With high vehicle values and high interest rates compromising affordability, buyers — particularly entry-level ones — have been forced to extend borrowing time frames, Ross said.
“Consumers are looking to stay in a consistent monthly payment range to what they used to previously, so the only thing they have is to elongate that loan term,” he said.
Ross, Karwel and Abraham saw little relief in sight for buyers as both new- and used-vehicle inventories remained tight.
UPSIDE: MORE F&I SALES
For dealers, however, the longer loan timelines are creating opportunities.
Finance and insurance products, once pitched when selling new-vehicle sales, are increasingly common on the used side, Ross said.
“As much as you’d previously have said, ‘No, I’m not interested in that kind of stuff,’ now you have to stop and … think about it because now you’re going to be owning that vehicle for so many more years,” he said.
Higher used-vehicle prices are also pushing customers into cars that are a few years older and thus already or nearly out of warranty, Karwel said. Coupled with the longer loan parameters, this allows dealers to sell service contracts “left, right and center.”

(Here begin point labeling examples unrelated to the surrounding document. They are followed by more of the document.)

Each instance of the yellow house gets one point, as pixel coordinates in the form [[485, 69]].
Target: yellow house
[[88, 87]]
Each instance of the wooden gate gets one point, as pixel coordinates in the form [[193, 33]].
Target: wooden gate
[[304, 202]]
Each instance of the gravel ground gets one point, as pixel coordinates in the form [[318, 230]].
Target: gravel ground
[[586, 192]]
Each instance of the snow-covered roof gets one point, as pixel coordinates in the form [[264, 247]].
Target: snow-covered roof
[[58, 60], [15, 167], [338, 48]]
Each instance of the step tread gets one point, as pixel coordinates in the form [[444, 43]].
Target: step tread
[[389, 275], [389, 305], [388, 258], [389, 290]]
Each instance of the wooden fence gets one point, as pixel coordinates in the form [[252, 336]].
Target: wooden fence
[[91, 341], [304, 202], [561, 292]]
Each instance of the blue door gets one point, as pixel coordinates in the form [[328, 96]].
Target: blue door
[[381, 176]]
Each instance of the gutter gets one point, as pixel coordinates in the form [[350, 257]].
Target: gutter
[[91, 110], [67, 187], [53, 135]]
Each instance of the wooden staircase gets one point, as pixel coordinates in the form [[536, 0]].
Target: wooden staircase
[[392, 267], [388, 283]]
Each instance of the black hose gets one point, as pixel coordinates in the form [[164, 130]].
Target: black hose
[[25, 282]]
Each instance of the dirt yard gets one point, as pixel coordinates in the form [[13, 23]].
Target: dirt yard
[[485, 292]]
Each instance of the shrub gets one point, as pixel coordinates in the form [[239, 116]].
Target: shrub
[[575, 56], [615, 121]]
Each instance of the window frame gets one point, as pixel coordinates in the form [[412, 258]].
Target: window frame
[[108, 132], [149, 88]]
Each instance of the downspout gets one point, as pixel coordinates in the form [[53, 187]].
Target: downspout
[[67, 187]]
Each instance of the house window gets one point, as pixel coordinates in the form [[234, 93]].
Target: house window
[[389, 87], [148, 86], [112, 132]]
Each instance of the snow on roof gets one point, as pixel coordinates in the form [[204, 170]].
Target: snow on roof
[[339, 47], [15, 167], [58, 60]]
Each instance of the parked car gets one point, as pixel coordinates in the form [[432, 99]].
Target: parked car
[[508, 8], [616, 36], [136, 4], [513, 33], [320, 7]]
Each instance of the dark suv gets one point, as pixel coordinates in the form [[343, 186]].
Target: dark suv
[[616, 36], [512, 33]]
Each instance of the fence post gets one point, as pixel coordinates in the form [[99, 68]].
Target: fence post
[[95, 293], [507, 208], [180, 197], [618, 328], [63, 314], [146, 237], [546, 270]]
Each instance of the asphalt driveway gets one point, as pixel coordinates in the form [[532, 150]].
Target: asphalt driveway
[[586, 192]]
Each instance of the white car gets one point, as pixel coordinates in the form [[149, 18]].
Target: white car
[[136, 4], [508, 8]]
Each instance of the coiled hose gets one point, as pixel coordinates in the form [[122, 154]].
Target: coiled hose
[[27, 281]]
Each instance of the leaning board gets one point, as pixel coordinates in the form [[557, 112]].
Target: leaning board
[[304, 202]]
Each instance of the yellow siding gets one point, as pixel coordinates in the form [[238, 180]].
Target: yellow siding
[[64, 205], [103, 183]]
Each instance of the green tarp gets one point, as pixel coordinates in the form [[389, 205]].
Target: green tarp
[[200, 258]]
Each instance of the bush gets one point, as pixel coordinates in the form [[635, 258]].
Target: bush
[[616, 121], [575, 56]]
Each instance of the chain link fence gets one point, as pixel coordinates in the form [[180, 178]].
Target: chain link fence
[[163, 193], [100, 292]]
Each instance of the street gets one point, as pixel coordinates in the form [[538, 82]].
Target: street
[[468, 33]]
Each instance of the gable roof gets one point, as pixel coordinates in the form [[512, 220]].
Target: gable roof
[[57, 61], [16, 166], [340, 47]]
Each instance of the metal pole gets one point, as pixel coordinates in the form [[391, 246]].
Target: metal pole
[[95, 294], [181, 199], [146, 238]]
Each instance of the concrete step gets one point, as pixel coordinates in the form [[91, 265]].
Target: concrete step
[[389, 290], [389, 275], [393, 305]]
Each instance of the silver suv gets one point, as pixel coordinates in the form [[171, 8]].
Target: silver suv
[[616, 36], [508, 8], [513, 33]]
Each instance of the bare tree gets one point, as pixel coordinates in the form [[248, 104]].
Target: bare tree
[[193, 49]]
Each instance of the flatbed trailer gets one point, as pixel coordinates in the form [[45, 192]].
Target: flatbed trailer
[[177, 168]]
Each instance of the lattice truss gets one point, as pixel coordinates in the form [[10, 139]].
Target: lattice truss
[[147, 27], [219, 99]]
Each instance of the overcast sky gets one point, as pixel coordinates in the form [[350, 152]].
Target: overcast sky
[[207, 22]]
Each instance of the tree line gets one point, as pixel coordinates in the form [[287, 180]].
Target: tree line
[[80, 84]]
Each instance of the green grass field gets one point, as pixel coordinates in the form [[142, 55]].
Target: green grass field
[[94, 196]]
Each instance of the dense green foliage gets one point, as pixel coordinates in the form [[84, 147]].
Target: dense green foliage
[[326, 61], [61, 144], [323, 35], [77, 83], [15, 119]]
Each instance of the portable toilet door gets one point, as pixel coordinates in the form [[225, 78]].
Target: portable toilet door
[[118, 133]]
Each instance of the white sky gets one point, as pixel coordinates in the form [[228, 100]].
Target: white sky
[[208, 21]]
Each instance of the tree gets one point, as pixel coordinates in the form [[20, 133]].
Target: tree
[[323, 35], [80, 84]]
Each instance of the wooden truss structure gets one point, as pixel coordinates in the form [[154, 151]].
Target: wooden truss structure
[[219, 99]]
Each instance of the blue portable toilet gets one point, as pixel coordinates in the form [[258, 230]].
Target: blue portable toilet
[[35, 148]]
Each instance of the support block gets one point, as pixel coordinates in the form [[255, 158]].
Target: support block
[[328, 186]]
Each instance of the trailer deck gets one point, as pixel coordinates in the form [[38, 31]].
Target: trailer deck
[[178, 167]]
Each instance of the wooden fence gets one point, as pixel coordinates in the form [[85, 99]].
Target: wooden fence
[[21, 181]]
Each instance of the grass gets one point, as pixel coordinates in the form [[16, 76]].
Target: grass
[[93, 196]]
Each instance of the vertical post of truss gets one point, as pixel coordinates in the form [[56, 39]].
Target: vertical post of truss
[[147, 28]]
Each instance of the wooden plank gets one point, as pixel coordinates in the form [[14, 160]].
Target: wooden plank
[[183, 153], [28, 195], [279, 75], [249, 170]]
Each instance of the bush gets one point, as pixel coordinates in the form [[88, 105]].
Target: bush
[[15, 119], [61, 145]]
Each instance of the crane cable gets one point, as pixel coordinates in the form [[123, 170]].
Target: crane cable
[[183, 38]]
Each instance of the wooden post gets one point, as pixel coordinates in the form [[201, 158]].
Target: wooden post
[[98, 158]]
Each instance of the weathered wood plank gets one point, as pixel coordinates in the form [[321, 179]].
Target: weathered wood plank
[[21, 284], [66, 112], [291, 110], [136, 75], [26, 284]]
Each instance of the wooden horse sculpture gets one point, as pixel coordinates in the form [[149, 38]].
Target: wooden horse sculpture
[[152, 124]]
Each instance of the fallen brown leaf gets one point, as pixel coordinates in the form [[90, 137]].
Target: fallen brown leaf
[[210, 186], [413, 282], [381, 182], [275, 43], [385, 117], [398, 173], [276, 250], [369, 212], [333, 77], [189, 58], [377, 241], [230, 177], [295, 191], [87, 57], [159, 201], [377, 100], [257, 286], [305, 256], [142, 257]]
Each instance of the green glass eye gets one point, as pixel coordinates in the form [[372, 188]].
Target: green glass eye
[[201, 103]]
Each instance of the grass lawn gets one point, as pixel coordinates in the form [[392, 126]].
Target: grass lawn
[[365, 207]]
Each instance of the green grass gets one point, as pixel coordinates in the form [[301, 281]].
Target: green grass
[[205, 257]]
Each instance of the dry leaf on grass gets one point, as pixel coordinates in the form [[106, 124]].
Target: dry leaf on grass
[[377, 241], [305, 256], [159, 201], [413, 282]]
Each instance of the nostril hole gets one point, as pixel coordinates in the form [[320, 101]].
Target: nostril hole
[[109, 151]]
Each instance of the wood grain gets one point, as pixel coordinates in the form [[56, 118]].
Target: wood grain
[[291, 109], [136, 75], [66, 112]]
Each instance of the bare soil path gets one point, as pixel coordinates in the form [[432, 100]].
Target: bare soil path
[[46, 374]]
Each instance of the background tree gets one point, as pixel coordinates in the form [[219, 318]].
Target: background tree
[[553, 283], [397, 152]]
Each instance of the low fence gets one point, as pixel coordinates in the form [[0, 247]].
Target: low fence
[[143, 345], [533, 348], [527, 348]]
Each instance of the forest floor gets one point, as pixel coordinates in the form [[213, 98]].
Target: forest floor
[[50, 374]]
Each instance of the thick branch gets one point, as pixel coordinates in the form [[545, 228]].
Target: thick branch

“It’s not surprising that consumers are also buying more and more surety products to make sure that they don’t face an expensive out-of-pocket repair, based off the fact that their used car was more expensive than ever, and they took a it’s longer term to finance than ever,” he said.
FEWER REPEAT BUYERS
Even though dealers are making more money on F&I, there is a downside to the current environment, Karwel said.
If a customer puts the minimum down on a used vehicle and takes as much as seven years to pay it off, it will take a long time for that buyer to become a repeat customer.
Dealers will connect with customers on the service side, but long-term financing puts buyers on the sidelines for years, as opposed to in the market for a new vehicle, said Ross of Canadian Black Book.
“You’re not going to see that customer all that often, so that’s not as big a profit center,” he said. “Now you’re going to have to look at conquering more customers.”
The longer terms could also affect vehicle supply.
Used-vehicle prices are already high by historical standards, Ross said. But with longer loan terms, those vehicles will be coming back on the market less frequently, hollowing out inventory and potentially driving prices up further.
The booming sales of service contracts and other surety products indicate that consumers are already “digging in” with the vehicles they have, Karwel said. Facing high prices, high interest rates and the challenge of simply finding a vehicle over the past 21⁄2 years, Canadians, he said, are increasingly planning to “keep this ride for as long as humanly possible.”